The other day I was getting my nails done at the local salon I frequent. They are all lovely people there and the same two women have been tending me for over two years. Yet, I have no idea what they say to me when they make an attempt at small talk. Yesterday I thought my manicurist asked me if I wanted “soda” (which sounded like “shoda”) and in reality she’d asked me if I wanted my nails “shorter.” Lost in translation. I got nothing to drink and my hands rivaled Freddy Kreuger’s when I left. I was just too embarrassed to say “yes, ‘shoda’” by the time I realized what the question was.
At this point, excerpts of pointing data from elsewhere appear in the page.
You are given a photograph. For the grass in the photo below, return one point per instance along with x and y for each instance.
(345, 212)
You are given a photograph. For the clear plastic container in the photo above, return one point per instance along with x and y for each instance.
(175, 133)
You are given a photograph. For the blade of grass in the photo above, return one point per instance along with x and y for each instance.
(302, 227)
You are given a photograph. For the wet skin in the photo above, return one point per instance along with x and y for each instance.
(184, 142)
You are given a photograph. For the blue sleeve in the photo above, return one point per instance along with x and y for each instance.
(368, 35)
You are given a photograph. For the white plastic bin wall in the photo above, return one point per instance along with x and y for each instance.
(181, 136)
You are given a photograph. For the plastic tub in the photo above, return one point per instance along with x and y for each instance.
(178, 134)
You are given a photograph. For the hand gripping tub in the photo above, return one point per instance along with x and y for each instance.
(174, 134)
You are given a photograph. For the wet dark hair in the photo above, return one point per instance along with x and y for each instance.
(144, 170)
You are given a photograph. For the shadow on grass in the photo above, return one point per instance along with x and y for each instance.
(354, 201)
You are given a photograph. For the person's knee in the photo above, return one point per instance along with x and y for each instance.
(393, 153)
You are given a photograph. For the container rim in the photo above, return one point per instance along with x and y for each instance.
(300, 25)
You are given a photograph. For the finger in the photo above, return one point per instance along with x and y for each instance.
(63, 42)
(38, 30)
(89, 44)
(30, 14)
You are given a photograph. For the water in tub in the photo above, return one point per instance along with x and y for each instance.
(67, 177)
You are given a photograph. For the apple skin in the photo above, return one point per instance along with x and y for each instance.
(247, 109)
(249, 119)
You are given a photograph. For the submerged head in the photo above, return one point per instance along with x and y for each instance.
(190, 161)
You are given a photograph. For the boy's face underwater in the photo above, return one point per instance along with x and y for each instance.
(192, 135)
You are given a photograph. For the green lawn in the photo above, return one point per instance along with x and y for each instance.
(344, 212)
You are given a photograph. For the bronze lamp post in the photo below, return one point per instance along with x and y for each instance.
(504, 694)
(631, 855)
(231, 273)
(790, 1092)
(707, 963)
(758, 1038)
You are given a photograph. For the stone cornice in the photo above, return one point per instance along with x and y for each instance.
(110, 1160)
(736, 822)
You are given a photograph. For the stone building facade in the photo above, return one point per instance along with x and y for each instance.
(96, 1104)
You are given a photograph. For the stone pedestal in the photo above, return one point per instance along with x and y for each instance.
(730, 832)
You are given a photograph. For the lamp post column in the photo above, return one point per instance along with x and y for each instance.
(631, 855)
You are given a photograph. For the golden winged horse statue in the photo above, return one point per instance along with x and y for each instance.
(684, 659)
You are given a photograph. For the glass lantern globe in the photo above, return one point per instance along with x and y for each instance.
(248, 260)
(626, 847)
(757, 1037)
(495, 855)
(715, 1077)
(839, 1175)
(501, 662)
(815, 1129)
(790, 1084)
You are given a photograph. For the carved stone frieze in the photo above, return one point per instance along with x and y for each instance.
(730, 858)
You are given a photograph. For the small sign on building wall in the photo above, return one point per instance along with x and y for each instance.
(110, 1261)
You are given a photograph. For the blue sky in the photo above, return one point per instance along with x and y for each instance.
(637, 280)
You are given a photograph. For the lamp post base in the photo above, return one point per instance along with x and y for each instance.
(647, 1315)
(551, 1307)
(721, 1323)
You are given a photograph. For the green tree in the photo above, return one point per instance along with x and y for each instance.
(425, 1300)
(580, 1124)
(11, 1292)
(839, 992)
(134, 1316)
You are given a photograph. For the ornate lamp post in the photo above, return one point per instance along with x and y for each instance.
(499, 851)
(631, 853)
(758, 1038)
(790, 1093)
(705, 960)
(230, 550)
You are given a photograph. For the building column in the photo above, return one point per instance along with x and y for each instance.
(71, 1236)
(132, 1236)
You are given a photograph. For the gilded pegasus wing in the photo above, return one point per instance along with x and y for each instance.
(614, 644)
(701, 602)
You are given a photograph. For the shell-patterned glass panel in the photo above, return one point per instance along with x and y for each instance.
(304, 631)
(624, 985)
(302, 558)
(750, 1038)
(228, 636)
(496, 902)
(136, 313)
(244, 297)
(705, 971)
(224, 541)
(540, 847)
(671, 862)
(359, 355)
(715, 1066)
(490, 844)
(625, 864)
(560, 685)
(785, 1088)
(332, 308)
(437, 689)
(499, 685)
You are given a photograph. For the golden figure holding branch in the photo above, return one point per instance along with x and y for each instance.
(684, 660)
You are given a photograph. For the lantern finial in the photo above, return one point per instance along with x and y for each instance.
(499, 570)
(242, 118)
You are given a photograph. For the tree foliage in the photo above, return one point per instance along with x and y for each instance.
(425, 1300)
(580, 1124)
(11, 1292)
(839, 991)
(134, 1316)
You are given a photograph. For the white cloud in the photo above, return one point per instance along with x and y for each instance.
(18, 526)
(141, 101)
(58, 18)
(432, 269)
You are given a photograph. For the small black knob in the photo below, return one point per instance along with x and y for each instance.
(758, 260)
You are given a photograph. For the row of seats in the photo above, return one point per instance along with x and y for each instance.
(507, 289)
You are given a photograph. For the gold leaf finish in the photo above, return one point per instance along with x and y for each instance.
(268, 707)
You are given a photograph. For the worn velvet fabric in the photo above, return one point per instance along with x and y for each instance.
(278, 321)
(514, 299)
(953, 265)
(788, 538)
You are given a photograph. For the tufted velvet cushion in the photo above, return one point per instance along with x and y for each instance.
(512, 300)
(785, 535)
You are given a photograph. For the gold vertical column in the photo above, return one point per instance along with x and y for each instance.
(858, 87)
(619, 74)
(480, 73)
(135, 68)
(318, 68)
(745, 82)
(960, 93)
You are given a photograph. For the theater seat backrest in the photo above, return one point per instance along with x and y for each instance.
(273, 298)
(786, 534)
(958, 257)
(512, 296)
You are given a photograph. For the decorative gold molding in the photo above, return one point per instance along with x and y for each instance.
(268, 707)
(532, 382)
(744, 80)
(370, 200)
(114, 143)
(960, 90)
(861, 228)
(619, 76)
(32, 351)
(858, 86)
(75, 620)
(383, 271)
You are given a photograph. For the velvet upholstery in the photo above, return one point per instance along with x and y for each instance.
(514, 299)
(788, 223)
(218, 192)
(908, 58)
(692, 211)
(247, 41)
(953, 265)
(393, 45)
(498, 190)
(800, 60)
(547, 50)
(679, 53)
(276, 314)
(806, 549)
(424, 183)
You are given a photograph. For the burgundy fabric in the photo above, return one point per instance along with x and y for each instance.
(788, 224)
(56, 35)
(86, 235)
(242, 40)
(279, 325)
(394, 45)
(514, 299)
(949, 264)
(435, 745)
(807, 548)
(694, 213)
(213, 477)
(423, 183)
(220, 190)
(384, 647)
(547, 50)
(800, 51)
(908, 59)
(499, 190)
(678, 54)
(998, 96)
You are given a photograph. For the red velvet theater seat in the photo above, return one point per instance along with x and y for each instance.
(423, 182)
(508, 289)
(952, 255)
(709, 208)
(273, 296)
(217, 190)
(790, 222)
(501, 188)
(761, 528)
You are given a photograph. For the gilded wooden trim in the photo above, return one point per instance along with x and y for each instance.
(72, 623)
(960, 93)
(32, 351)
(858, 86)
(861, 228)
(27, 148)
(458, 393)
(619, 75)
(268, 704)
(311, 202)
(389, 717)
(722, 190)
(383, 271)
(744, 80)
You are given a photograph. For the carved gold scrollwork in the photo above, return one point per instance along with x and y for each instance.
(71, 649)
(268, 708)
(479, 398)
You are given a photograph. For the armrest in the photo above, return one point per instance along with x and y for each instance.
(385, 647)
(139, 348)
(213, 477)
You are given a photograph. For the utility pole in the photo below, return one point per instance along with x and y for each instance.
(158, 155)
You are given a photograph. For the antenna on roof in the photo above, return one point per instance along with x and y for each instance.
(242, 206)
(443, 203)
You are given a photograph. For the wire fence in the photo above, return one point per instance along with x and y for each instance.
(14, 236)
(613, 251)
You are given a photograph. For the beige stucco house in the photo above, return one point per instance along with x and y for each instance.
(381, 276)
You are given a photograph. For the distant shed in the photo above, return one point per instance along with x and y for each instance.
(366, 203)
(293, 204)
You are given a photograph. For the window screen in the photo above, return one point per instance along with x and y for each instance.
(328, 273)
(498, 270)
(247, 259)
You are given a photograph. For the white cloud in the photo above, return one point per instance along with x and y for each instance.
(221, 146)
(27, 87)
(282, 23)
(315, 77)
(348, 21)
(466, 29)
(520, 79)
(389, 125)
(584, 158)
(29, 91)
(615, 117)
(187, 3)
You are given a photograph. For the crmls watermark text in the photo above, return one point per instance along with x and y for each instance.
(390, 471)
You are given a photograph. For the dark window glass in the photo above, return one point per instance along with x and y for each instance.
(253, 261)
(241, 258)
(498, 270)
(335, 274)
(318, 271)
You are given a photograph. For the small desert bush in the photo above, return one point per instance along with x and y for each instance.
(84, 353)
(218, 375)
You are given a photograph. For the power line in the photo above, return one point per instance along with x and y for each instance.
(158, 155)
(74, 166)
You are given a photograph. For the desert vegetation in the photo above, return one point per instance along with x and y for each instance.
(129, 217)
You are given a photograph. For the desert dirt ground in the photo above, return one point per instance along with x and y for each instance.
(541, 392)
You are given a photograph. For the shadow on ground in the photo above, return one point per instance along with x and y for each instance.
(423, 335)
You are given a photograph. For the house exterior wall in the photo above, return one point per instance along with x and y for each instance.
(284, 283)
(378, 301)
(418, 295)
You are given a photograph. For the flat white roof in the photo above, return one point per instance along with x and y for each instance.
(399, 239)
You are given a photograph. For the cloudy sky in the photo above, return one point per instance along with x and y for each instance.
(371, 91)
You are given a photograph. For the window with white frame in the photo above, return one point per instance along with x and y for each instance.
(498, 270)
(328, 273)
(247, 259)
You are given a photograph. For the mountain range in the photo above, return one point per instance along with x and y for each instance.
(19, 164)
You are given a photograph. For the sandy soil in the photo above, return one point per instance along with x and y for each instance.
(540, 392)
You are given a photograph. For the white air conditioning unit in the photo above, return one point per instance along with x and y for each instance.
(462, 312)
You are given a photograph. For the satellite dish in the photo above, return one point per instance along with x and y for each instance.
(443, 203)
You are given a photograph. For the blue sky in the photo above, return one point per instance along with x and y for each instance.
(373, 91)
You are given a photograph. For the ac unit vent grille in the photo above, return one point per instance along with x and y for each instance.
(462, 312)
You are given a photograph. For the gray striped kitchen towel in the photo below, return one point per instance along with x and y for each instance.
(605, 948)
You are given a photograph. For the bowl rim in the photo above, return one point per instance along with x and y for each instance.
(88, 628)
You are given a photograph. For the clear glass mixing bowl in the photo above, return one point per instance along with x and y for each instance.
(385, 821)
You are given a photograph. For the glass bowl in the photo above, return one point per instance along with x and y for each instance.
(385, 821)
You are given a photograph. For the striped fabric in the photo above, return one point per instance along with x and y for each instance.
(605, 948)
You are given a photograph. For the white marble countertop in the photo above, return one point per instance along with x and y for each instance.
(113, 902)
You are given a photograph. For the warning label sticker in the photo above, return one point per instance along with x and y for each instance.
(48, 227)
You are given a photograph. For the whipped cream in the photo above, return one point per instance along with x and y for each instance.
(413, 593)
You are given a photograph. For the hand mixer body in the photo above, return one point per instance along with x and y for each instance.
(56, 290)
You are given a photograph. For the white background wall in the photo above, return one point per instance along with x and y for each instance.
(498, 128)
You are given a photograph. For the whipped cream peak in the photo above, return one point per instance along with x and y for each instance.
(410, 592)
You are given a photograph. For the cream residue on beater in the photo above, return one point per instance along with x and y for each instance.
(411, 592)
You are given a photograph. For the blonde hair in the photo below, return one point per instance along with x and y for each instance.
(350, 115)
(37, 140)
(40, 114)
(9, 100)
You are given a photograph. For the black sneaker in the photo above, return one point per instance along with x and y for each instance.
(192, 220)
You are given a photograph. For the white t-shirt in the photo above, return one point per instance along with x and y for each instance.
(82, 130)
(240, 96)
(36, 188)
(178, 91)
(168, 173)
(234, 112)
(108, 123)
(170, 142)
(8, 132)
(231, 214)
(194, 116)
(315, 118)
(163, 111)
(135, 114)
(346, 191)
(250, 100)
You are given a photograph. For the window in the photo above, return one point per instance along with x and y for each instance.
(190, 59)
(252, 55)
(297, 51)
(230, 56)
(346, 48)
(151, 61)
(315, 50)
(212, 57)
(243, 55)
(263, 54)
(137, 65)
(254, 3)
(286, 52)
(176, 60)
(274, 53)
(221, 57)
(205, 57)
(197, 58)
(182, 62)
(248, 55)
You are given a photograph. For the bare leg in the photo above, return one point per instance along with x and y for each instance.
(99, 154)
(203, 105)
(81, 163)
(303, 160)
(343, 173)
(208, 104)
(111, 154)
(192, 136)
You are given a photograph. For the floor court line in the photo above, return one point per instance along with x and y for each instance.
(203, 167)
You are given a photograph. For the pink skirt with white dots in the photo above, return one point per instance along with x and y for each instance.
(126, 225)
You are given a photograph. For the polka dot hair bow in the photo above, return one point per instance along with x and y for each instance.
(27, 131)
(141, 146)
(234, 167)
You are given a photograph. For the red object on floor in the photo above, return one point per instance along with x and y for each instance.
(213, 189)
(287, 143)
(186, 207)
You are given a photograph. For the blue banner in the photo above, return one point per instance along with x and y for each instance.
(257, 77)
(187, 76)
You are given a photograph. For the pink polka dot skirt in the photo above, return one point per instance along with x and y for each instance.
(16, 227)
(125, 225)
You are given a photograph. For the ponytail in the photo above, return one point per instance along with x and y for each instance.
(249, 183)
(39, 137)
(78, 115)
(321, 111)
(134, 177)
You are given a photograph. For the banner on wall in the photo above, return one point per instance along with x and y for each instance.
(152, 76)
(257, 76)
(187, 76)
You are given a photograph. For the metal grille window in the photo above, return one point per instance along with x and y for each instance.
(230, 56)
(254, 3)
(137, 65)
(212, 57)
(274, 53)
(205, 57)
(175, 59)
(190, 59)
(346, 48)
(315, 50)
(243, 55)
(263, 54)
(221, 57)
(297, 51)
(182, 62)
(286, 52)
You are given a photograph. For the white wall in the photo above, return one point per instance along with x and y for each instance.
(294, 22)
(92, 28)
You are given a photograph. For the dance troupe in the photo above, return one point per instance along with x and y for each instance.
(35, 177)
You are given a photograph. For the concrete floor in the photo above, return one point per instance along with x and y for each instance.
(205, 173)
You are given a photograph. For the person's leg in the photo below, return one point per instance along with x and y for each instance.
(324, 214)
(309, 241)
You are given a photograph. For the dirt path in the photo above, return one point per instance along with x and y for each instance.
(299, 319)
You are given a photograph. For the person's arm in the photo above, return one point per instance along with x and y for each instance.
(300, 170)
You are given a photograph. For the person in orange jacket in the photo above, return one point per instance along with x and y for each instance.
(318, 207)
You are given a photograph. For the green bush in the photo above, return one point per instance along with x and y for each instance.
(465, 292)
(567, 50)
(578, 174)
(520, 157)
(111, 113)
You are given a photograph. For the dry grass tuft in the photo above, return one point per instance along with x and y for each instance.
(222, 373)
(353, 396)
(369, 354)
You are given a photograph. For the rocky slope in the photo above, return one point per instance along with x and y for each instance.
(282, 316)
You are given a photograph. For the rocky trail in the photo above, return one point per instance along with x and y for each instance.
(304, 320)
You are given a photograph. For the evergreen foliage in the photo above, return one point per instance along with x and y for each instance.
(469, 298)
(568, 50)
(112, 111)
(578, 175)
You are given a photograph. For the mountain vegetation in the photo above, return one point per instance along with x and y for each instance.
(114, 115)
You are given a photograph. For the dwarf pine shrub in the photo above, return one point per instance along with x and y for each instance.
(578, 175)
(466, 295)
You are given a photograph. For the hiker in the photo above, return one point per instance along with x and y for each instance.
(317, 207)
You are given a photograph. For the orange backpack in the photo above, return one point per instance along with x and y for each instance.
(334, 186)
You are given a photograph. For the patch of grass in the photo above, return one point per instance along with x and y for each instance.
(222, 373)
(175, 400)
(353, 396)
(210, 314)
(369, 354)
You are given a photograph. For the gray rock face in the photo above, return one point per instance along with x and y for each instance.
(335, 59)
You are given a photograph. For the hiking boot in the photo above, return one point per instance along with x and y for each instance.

Monday I was up and out early and didn’t have time to prepare my own initial dose of caffeine. As I was heading down the PCH, I noticed there was no one at the drive thru at McDonald’s so I thought I’d treat myself to just a large “unfancy” coffee, with two Splendas and regular milk. I thought the Great Oz at the order board had it right. It sounded right, but then again, I hadn’t had any coffee yet, so the brain wasn’t quite functioning at full throttle. Imagine my surprise when I pulled up at Window 2 and there, waiting for me, was a gigantic frozen mocha “beyond” grande, complete with whipped cream, drizzled syrup and a straw. After gesturing and using what little Spanish I could think of that would be relevant (that being pretending I was blowing on something hot because I forgot the word “caliente” and repeating “cafe con leche”) I finally got the right order.
The coffee episode reminded me of a visit to a Cancun that was barely open to tourists in the mid ’80′s. The hoteliers were making a valiant effort to attract vacation-goers and it truly is a beautiful place, with “confectioner’s sugar” beaches and water so warm and clear you think it came from a tap. However, their training of these very enthusiastic employees, who certainly understood and excelled at customer service, didn’t seem to concentrate on understanding or speaking english. After all, it is Mexico and Spanish is their language, but almost every turista in this hotel was American. A friend was in a room down the hall and went into the bathroom, turned on the sink, only to have water shoot up at him from the faucets. He attempted to repair it himself and when he realized it was beyond his plumbing expertise, he called the front desk. The lovely concierge there listened to him describe his problem but apparently only focused on the part where he said the “sink squirts.”
My friend was immensely pleased when not five minutes later there was a knock on his door. The pleasure turned to utter surprise when he opened the door and found standing there, not someone in overalls with a wrench and a bucket, but a white-gloved room service waiter with five cans of orange soda on a tray. Apparently, the concierge heard “cinco Squirts”… not “the sink squirts”…if you don’t know, Squirt is the very popular orange soft drink preferred by the Mexican people. She sent up five … “cinco.”
The other really bad thing you can do is shout at someone with an accent. I don’t know why, but I personally think if I just get really loud they will understand what I am saying.
You’ll find this blog is a little shorter…or “shoda.” It’s because I find it too hard to type with these Dragon Lady nails I have thanks to my poor understanding of an accent.
What difficulties do you have with language?